ウェアラブル対応も登場、遠隔会議の新潮流:IT導入完全ガイド(2/3 ページ)
遠隔地同士を音声や映像でつなぐ遠隔会議に対応したデバイスは、今やウェアラブルデバイスやパノラマカメラ搭載端末まで幅広いものが登場した。パノラマカメラで会議は変わるのか?
ウェアラブルデバイスとの連携
遠隔会議システムと連携するエンドポイントは、PCやスマートデバイスから、さらにウェアラブルデバイスへと拡大している。
例えば、市販のメガネ型カメラを活用し、工事やサービスの現場から実況中継を行うシステムが登場している。現場の担当者が装着しているメガネ型カメラから伝えられる映像や音声を、遠隔地の専門家が見て、聞いて、的確な指示を与え、円滑なコラボレーションを実現するというものだ。
メガネ型カメラには、Webカメラ、マイク、骨伝導スピーカーが内蔵されており、手元のスマートフォンやタブレットと有線で接続する。そこからインターネットまたはイントラネット内の中継サーバを介して、遠隔地のPCやタブレットと接続する仕組みだ。

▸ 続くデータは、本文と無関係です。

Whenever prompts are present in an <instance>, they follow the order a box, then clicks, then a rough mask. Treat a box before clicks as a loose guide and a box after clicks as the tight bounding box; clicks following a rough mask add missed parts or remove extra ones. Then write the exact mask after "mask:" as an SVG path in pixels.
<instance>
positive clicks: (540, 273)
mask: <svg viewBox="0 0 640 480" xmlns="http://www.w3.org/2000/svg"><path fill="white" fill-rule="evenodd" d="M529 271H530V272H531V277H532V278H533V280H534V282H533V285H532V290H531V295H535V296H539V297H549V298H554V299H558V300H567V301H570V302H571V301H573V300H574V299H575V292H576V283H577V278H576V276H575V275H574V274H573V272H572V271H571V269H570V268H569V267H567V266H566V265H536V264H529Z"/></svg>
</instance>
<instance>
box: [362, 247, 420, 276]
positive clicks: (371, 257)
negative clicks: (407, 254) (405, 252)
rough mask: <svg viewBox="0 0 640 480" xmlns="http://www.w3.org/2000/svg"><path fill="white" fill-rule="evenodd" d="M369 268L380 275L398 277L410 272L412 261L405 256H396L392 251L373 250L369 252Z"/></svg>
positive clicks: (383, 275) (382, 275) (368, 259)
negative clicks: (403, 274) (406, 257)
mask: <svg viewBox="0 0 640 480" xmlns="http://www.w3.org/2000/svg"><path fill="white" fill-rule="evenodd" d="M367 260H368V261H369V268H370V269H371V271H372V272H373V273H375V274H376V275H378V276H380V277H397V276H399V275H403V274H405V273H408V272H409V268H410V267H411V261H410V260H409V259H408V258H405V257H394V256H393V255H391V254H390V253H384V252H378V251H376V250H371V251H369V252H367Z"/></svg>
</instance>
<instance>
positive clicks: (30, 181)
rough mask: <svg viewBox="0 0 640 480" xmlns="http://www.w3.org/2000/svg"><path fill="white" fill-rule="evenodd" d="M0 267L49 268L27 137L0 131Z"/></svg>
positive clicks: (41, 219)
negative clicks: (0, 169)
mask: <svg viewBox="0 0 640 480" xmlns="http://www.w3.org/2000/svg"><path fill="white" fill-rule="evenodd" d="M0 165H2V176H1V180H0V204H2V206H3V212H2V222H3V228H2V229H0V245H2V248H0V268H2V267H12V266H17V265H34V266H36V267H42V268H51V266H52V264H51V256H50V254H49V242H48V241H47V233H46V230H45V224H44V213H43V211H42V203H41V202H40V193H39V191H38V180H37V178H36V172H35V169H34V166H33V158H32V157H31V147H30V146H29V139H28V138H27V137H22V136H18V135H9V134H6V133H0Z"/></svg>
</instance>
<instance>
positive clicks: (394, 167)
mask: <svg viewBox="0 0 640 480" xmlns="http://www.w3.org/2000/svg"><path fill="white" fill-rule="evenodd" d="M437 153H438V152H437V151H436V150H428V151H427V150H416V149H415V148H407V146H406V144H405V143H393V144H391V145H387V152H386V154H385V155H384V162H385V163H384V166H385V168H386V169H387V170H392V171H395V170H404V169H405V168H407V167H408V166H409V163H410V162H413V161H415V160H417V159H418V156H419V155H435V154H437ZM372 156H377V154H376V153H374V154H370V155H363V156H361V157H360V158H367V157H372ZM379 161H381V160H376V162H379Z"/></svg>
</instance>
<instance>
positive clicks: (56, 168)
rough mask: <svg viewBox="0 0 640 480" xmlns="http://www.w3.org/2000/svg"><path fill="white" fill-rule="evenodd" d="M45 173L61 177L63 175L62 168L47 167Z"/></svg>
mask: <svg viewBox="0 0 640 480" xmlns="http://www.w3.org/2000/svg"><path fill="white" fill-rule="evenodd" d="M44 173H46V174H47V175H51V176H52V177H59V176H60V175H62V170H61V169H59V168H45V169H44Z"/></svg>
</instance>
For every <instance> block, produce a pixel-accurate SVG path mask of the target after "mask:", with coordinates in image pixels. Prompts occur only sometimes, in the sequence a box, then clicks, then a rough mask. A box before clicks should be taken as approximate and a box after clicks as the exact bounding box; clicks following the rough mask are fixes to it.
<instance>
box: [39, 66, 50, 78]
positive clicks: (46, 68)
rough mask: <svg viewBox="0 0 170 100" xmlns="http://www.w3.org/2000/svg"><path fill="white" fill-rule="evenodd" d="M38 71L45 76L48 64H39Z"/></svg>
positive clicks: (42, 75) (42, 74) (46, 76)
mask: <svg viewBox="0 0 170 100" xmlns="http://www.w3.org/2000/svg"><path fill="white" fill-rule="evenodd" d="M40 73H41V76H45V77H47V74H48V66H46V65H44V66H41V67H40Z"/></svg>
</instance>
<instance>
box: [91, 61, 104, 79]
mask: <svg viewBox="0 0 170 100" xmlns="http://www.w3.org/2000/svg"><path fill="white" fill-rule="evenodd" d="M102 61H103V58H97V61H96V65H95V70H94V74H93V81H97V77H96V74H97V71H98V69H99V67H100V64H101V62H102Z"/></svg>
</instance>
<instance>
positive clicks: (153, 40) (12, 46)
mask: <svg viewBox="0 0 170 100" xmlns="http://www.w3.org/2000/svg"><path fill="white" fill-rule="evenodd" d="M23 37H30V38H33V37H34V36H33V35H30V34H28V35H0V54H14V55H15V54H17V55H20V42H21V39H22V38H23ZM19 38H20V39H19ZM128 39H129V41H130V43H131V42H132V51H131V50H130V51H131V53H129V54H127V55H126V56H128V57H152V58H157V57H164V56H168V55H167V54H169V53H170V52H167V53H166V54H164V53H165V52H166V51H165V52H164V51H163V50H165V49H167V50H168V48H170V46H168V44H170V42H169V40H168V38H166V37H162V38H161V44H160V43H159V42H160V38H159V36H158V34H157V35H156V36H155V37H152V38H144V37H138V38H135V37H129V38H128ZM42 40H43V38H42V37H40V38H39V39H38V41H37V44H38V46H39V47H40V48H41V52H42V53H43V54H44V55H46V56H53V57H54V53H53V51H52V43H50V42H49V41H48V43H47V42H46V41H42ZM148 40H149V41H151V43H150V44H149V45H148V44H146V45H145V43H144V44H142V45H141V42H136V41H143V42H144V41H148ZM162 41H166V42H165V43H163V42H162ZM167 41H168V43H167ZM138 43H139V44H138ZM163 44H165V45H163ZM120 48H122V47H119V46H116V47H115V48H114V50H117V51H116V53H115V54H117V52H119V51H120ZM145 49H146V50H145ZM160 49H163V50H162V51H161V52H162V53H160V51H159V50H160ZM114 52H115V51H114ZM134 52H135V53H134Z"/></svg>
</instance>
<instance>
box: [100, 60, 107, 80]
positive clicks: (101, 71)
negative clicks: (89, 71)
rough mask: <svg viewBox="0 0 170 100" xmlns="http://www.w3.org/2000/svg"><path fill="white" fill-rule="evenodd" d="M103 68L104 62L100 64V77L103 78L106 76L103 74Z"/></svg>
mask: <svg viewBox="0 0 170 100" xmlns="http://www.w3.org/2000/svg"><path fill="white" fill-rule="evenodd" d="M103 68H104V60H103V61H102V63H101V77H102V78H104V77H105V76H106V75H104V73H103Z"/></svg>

図2 遠隔会議で使われているウェアラブル端末(上)耳にかける部分に骨伝導するためのスピーカーを装備。(左)真ん中に設置されたカメラ。(右)ウェアラブル端末を装着。普通の眼鏡とさほど変わらない印象(出典:エヌ・ティ・ティ アイティ)
最新のAV機器を活用したリアルな臨場感の醸成
これまでの遠隔会議システムは便利ではあるものの、実際に同じ場には集っていないという「違和感」を拭い去ることができなかった。そこに最新のAV(オーディオ&ビジュアル)機器を活用。リアルな臨場感を高め、システムの存在を意識させないビデオコミュニケーションを促していくための技術開発が活発化している。
360度のパノラマカメラをMicrosoft Lync環境で連携させたユニファイドカンファレンスシステムもその1つだ。会議室全体を映し出す他、会話の流れを追跡して発言者を自動的にクローズアップし、1080pのHD映像で表示する機能も備えている。
P2P通信によるセキュリティ強化
遠隔会議システムを利用したテレワークを本格的に推進していく上で必須となるのがセキュリティ対策だ。一般的にはエンドツーエンド(端末間)でのSSL暗号化などの技術が採用されているが、それでも不正傍受が懸念されるケースがある。
そうした特に高度なセキュリティ要件に応えるピアツーピア(P2P)通信方式のWeb会議システムが登場し、金融機関や行政機関を中心に導入が進んでいる。
P2P通信方式は、不特定多数のコミュニケーションに対応する柔軟性や自由度は欠けるが、一方でサーバの負荷増加などによるパフォーマンス低下の心配がない。通信の遅延を最小限に抑え、高品質の映像と音声を確保しやすいというメリットもある。